NCCUSL stands for the National Conference of Commissioners on Uniform State Laws, better known as the Uniform Law Commission. The ULC consists of commissioners appointed by each state to discuss and debate in which areas of law there should be uniformity among the states and territories and to draft acts accordingly.
As you can imagine, there are numerous benefits to developing uniform laws, and the ULC has drafted more than 200 uniform laws on various subjects.
But what does the ULC have to do with digital preservation? Well, ensuring that any arbitrary digital data is authentic and reliable has been a long-standing concern for digital preservation professionals (for a variety of background perspectives on the research challenges of authenticity and reliability of digital materials, see here, here or here), with the legal community an especially interested party.

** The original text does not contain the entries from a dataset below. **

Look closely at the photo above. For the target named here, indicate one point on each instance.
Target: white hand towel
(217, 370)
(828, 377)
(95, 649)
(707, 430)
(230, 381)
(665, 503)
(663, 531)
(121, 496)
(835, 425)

In 2003, the American Association of Law Libraries published the State-by-State Report on Permanent Public Access to Electronic Government Information, the goal of which was to research what state governments were doing to meet the enormous challenges of ensuring permanency and public accessibility of government information on the web.
In March of 2007 they followed this up with the State-By-State Report on Authentication of Online Legal Resources (PDF), designed to report on the relative trustworthiness of state-level primary legal resources on the web.
The 2007 report didn’t mince words:
A significant number of the state online legal resources are official but none are authenticated or afford ready authentication by standard methods. State online primary legal resources are therefore not sufficiently trustworthy.
If you can’t authenticate digital resources you can’t trust them. And if organizations (i.e. lawyers) can’t “trust” electronic documents, they’re going to insist on paper documents instead, building a chain of distrust that works against the creation, use and (eventually) the preservation of digital information.
What is needed are legal statements that vouch for the inherent authenticity of digital information and provide a general outline on processes for ensuring they remain trusted over time.
The AALL activities, as well as concurrent activities taking place at the Government Printing Office and elsewhere spearheaded the impetus towards settling the issue through a uniform act (PDF). While states have moved rapidly into the electronic world, the establishment of public policy regarding the authentication and preservation of these online legal materials has lagged behind. The adoption of a uniform law would harmonize standards for acceptance of electronic legal material across jurisdictional boundaries.
The ULC took up the issue of a possible uniform law on the authentication of online legal materials in early 2008, with representatives from NDIIPP’s Model Technological and Social Architecture for the Preservation of State Government Digital Information project actively participating in the working group process from the beginning.
It wasn’t easy, but by focusing on an outcomes-based, technology neutral approach the ULC was able to bring the Uniform Electronic Legal Material Act to approval at the ULC annual meeting this month.
This is huge! While not proscribing any particular preservation or authentication method or technology, the law establishes a digital preservation framework for official electronic legal materials moving forward.
If legal material defined by the act is published only electronically it must be designated “official” and meet the requirements of the act. If there is a print version of the legal material, an official publisher may designate the online version “official,” but the requirements of the act to authenticate, preserve, and provide access must be met. Once designated “official,” the Act requires the legal materials be:
- Authenticated, by providing a method to determine that it is unaltered;
- Preserved, either in electronic or print form; and
- Accessible, for use by the public on a permanent basis.
And once the law is implemented, entities that previously had been neglectful of their authenticity and preservation responsibilities will be required to address them, jump-starting digital preservation operations nationwide, with the possible emergence of common practices that will enable increased interoperability of digital information and shared methods for preservation across the country.
People are often slow to do something they don’t want to do unless a law makes them do it. And now there’s a law that will make them do it.
April 12, 2013 Update: Links were corrected.